Future work can thus proceed along several complementary directions. On the evaluation side, extending experiments to additional adverse weather benchmarks and broader taxonomies, such as BDD100K-weather, Cityscape variants, or other multi-condition urban driving datasets, would clarify how well the proposed hierarchy transfers across domains and object classes. On the modeling side, learning DIP parameters under explicit degradation supervision, or conditioning them on estimated weather attributes, may enable more fine-grained and adaptive enhancement.
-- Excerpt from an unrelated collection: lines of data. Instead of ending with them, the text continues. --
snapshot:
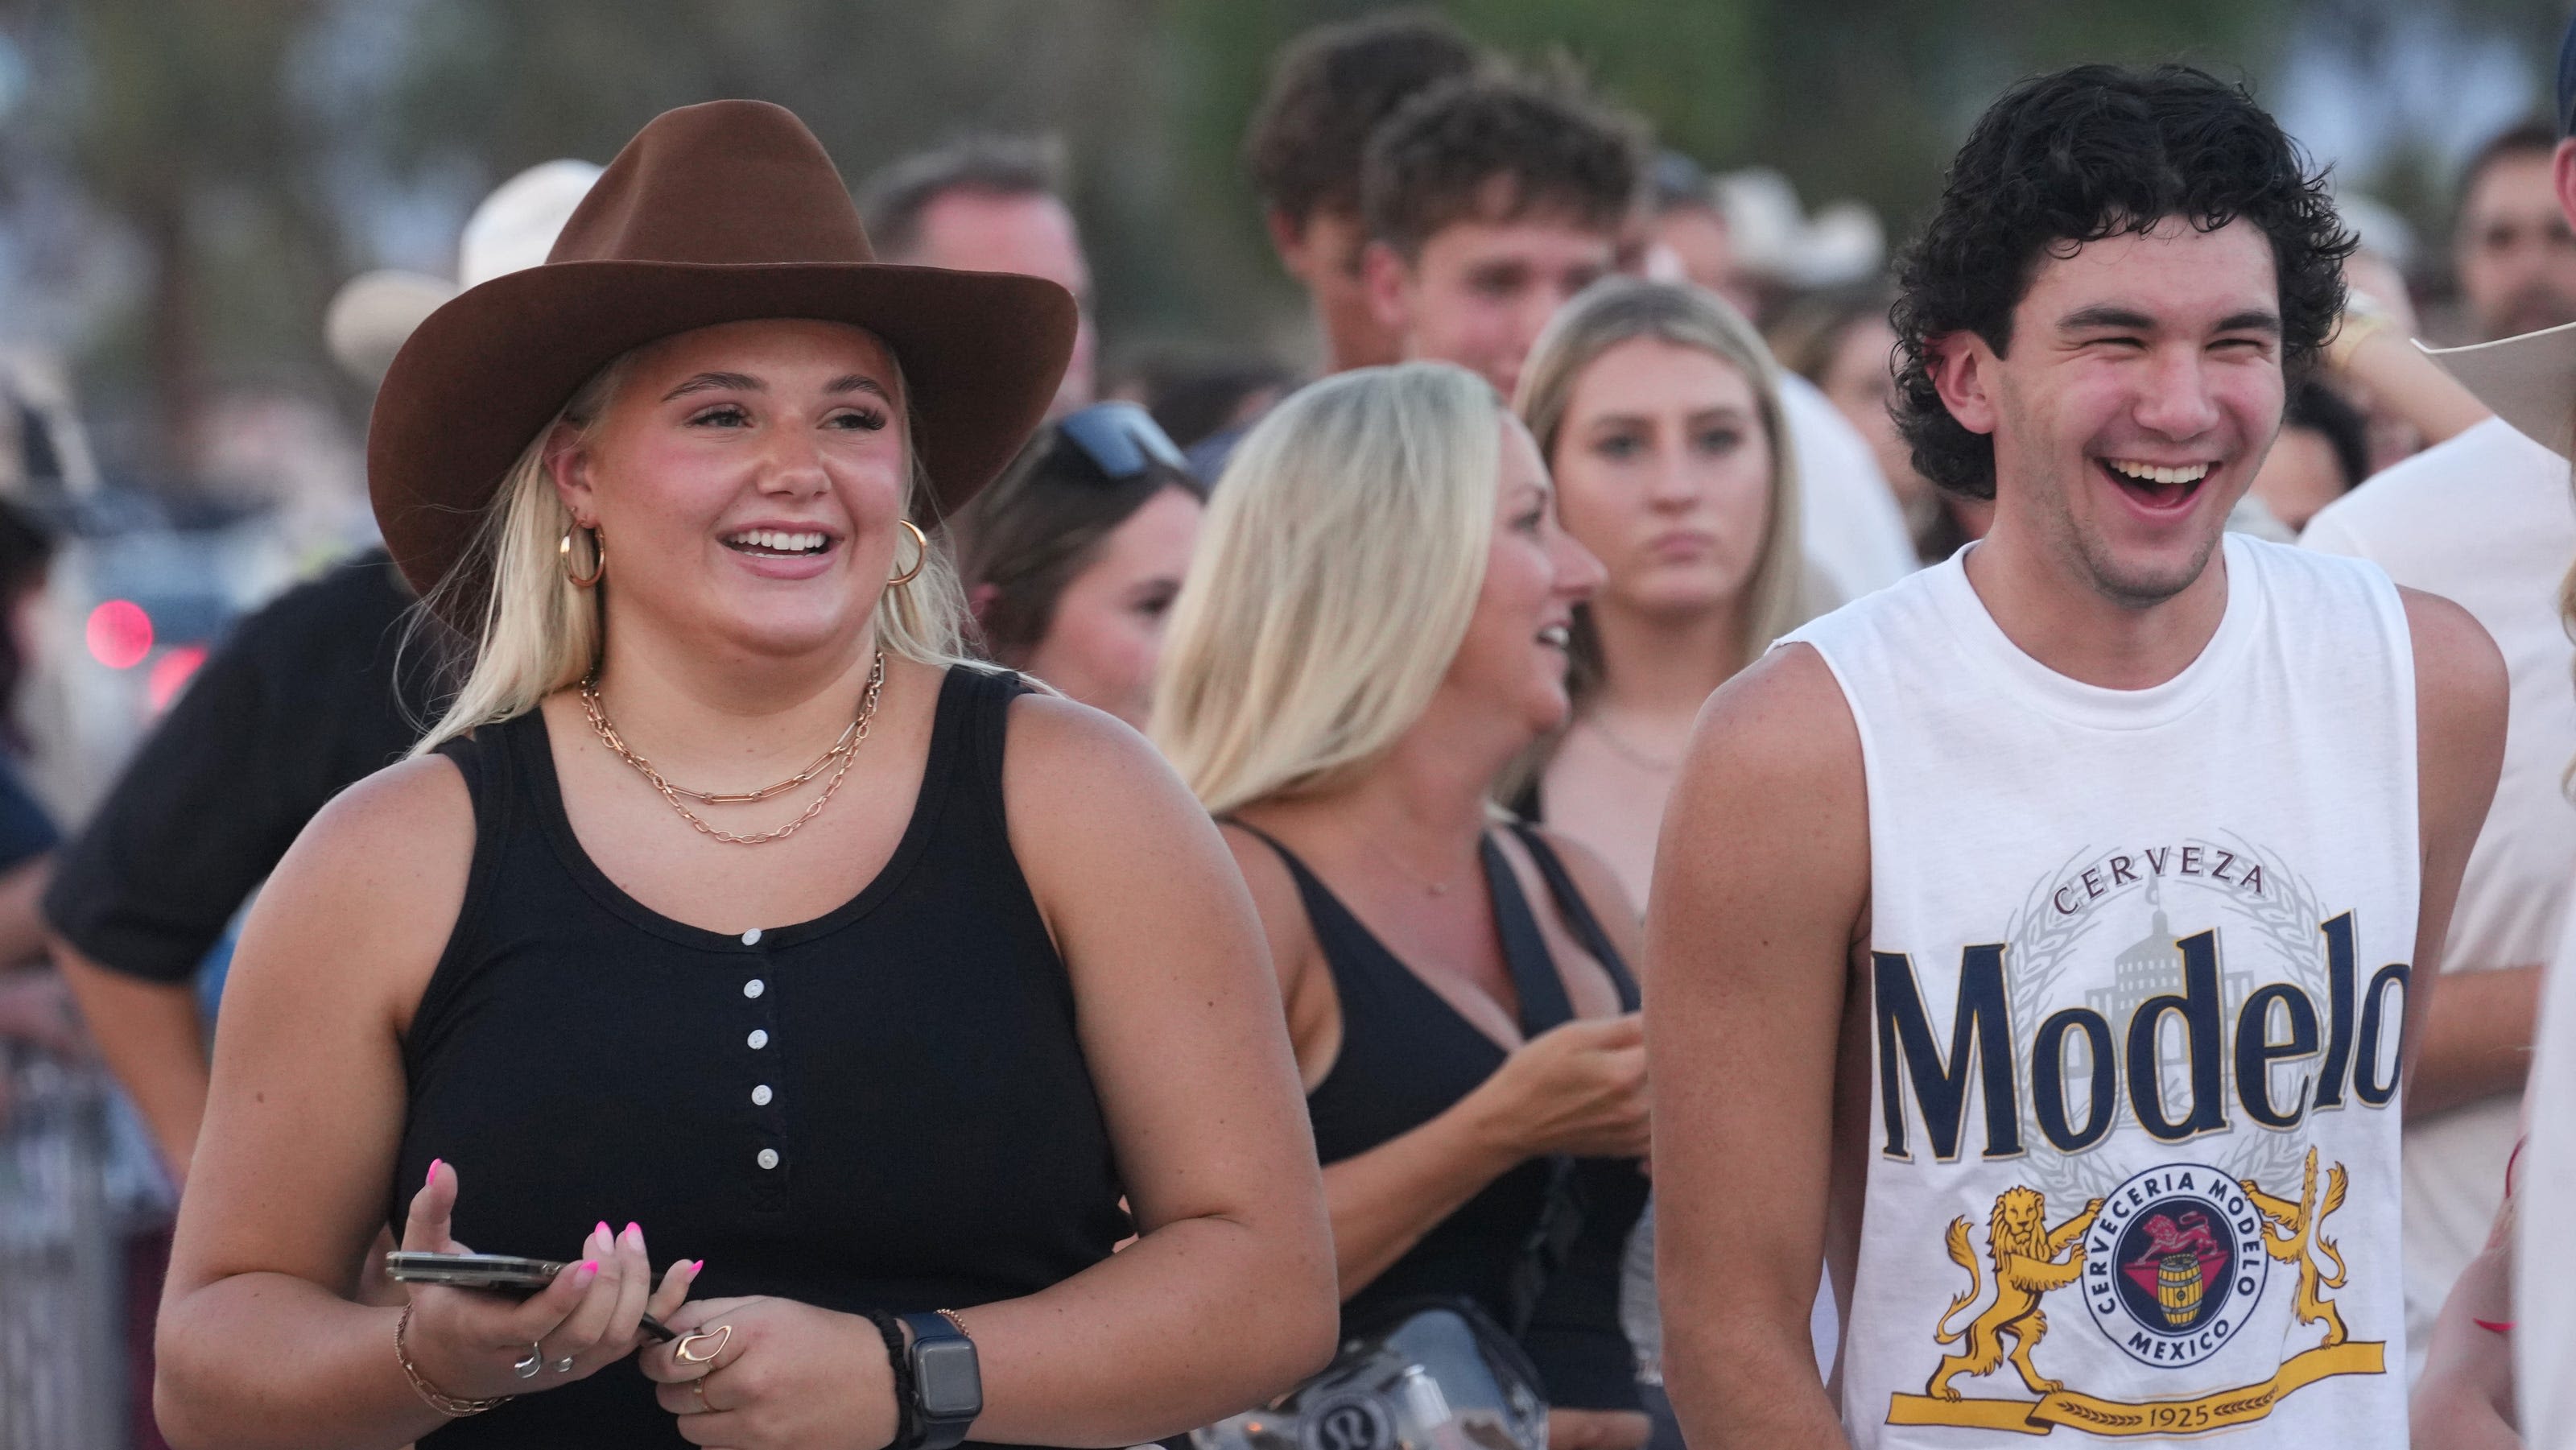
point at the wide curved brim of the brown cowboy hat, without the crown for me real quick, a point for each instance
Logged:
(468, 393)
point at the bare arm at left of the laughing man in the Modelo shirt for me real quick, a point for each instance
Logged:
(1758, 898)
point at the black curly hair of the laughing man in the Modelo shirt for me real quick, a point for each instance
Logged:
(2075, 158)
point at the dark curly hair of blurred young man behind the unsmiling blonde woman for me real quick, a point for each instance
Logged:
(1498, 148)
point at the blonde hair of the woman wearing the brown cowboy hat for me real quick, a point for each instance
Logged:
(542, 635)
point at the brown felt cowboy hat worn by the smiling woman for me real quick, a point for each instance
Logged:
(717, 212)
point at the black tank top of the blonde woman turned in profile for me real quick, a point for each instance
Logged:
(1410, 1057)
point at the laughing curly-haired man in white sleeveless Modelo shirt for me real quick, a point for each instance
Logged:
(2098, 872)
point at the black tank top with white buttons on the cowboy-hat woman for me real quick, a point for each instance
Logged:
(880, 1109)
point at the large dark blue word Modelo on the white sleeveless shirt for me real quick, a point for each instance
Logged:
(2351, 1031)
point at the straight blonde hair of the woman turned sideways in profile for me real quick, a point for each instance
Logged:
(1333, 583)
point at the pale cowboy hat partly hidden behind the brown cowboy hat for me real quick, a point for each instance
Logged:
(514, 228)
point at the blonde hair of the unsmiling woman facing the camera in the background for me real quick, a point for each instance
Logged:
(1619, 310)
Dynamic hard negative mining and noise-aware sample selection strategies, such as progressive sample selection with contrastive learning, could help better accommodate heterogeneous difficulty levels and annotation uncertainty [
32]. Finally, integrating DLC-SSD-style degradation-aware modules into temporal or multimodal detection pipelines, including sequence-based and sensor-fusion architectures, is a promising avenue to further improve robustness while preserving the lightweight characteristics that make the framework attractive for road monitoring, intelligent transportation, robotics, and automotive applications.